The physical addresses of 63 ZEC district offices were notified in a ZEC notice published in the press Saturday 16th September.
- Should people who were registered previously [i.e., before 14th September 2017] register afresh?
Yes. Fresh registration is essential for anyone eligible to vote who wishes to be registered on the new BVR voters roll. The new BVR roll will be the only roll used in the 2018 general election. When it comes to the 2018 general election, previous voters rolls – to the extent that they are in ZEC’s possession, which is not clear – will have been archived and will not be used either in nomination courts ahead of polling or thereafter in polling stations on polling day.
- What documents are necessary for registration?
- A very important point for existing voters to note is that there will no special treatment, no exceptions, no exemptions, for existing voters, i.e., people who appeared on previous voters rolls used in previous general elections – or in by-elections conducted since the July 2013 general election.
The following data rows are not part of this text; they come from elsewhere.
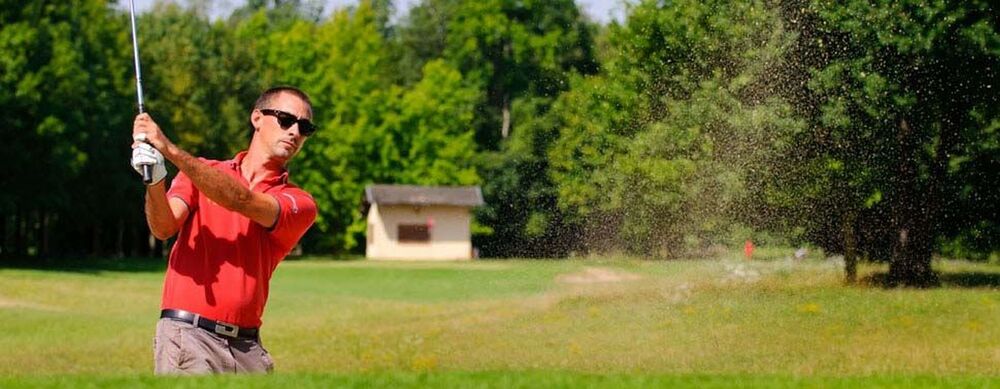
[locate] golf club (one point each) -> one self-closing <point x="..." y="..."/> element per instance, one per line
<point x="147" y="170"/>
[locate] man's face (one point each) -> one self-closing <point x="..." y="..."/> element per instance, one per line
<point x="279" y="125"/>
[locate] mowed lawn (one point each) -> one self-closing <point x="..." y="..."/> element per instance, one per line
<point x="569" y="323"/>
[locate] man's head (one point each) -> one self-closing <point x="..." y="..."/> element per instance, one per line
<point x="281" y="120"/>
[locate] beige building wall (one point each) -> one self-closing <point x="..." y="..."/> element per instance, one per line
<point x="449" y="236"/>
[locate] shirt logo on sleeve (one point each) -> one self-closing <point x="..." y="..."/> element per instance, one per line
<point x="295" y="206"/>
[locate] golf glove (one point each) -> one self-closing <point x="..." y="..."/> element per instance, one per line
<point x="145" y="154"/>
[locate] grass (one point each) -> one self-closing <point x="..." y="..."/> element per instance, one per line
<point x="528" y="323"/>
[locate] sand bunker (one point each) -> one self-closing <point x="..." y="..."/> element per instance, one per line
<point x="593" y="275"/>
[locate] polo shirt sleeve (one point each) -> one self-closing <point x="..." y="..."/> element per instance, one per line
<point x="182" y="187"/>
<point x="297" y="212"/>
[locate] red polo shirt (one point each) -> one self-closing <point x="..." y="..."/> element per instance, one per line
<point x="222" y="262"/>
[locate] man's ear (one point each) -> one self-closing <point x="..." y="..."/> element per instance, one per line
<point x="255" y="118"/>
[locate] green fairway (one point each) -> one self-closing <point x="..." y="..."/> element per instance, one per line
<point x="523" y="323"/>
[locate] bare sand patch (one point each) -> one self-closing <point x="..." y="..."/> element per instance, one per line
<point x="594" y="275"/>
<point x="6" y="303"/>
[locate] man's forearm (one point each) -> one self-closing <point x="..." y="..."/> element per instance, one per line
<point x="218" y="186"/>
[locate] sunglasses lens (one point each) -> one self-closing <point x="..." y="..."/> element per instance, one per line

They will have to comply with the same requirements – i.e., use the same claim form and produce the same documents – as an 18-year old, or anyone else, registering for the very first time.
- Everyone seeking registration will have to complete a claim form – or if unable to do so himself or herself, request assistance by a ZEC official which must be duly given [Electoral Act, sections 24 and 25, as amended by SI 117/2017].
- The claim form must be supported by proof of identity, age of 18 or over and Zimbabwean citizenship – metal or plastic ID, waiting pass with photograph, or valid passport, indicating citizenship of Zimbabwe – and proof of residency. On proof of residency, the press release above outlines what is acceptable.
- More about residence affidavits
- There is a prescribed form which should be used.
- Affidavits have to be sworn or affirmed before a commissioner of oaths.
- It against the law for commissioners of oaths to charge for their services.
- ZEC has said that it would make arrangements for commissioners of oaths to be available at registration centres or for ZEC officers to act as commissioners of oaths – but this does not seem to have been put into practice at all centres.
To bear in mind
Initial public reaction has highlighted several problem areas, such as: registration for each person being much slower than expected; some BVR machines not working; no commissioners of oaths on site, etc. It is to be hoped that as the exercise continues the pace will increase. It would be a great pity should people end up disenfranchised because they cannot afford long waits.